Let's just say that YES it does make the film even MORE CLASTROPHOBIC!!!
So best case, get the DVD in the Theatrical Release 'wide screen' format, and offer youself some small hope of watching this film.
I of course love the visual imaging, and the somewhat murkey theme of the story. What really makes our culture tick, what makes us get up every day and take one more stab at trying to be Human. A problem that gets a bit more Problematic as the 'bonus material' offers us this fun filled chat with a collection of Philosophers, Cultural Critics, and the Like, about, well, that basic problem.
As such, the real fun of the DVD is this dialectical tension between 'the art part' and the 'documentary part' where we have folks taking the art part serious enough. There are actually several dialogs going on there, one of them is about the very possibility of "film" as an "art form" actually surviving and having anything of any real value to offer Folks. While others are looking at the worp and weave of the various issues that meander through the film.

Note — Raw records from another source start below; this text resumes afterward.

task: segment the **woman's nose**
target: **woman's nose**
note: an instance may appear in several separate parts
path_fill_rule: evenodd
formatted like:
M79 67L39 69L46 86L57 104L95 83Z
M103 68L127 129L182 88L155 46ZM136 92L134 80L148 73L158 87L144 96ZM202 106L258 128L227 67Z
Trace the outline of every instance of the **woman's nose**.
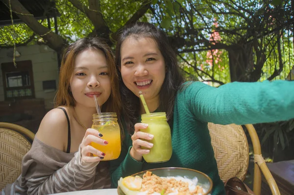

Some folks are aware that we are dealing with such issues as "desertifcation" in the sub-saharan africa that is making immigration one of the few remaining real options for so many. Which impolitely ties into the problem of whether creating a bigger and better one world financialization of everything is really a viable solution. While others are looking at the over all problem of how do we deal with being real and actual in a space where the roots to our past are so tenuous at best, and may not actually offer us anything useful for the loss or retention.
As such the film remains disconcerting - while also technically brilliant - and rapping in an additional dialectical tension to the dialog offers the Value Add that so few films have really had in a good long while. This is the sort of film that folks should watch, and discuss, and try to get beyond, "oh what else is on the Telly?" and back into the game itself.